Final pitches as Victorians head to polls

Premier Daniel Andrews and Liberal Leader Matthew Guy have made their final pitches to undecided voters as Victorians head to the polls for the state election.

The premier focused on Labor's promises to bring back state-owned energy and make kinder free, while Mr Guy shone a spotlight on the coalition's plans to fix the health system and ease cost-of-living pressures.

Neither could resist taking a last swipe at each other as the curtains closed on an at-times ugly campaign.

"Let's build projects, let's not cancel them," Mr Andrews told reporters on Friday.

"All those jobs, those skills, all that renewable energy and that downward pressure on bills will only happen if our Labor government is re-elected."

Mr Andrews saved his final campaign visit for the seat of Northcote, held by Labor on a 1.7 per cent margin but one of several inner-Melbourne electorates under threat from the Greens.

He unveiled 11th-hour election sweeteners to invest $116m in building six tech schools and a $24 million boost for kindergartens.

In his second attempt to snatch the top job from Mr Andrews after the 2018 "Danslide", Mr Guy said the state needed a change of direction.

"My opponent he has been out all week ... Apparently, I'm responsible for everything that's occurred, that's gone in the world in the last 20 years," he told reporters while making a tourism announcement at Ballarat's Sovereign Hill.

The latest polling indicates Mr Andrews is set to retain power but Labor could lose between eight and 12 seats, potentially forcing it into minority government.

Needing to pick up 18 seats to form government outright, Mr Guy is upbeat about causing a boilover and proving the naysayers wrong.

"It's easy, with respect, for those not in politics to think that can't be done. But I can tell you it can," he said.

The would-be premier wasn't entertaining questions about staying on as Liberal leader in the event of another loss and stood by shadow treasurer David Davis.

Mr Davis did not initially supply a total estimate for the coalition's election policy costings but Mr Guy guaranteed he would serve as treasurer if the coalition was elected.

Almost two million Victorians of 4.4 million enrolled voted early, with the Victorian Electoral Commission warning it could delay results on election night.

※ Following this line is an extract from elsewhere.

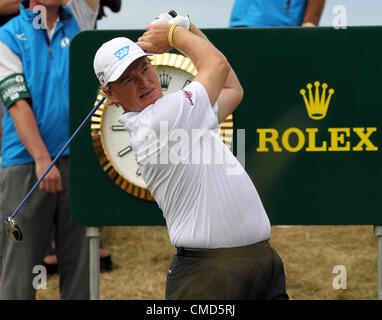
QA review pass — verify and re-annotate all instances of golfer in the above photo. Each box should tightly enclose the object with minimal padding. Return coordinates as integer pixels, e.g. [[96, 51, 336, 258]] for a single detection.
[[94, 17, 288, 299]]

Those votes will be counted across 155 early centres, while the rest will be counted at 1700 election-day sites.

The commission is aiming to count 75 per cent of votes over the weekend, with absentee votes to be tallied next week.

About 600,000 postal votes have been sent out but only 270,000 returned so far ahead of Saturday's 6pm mailing deadline.

The premier broke with tradition to cast his ballot early on Thursday evening, voting outside his electorate of Mulgrave alongside wife Catherine and two of his children.

Mr Guy will vote at Templestowe, within his northeast Melbourne seat of Bulleen, on Saturday.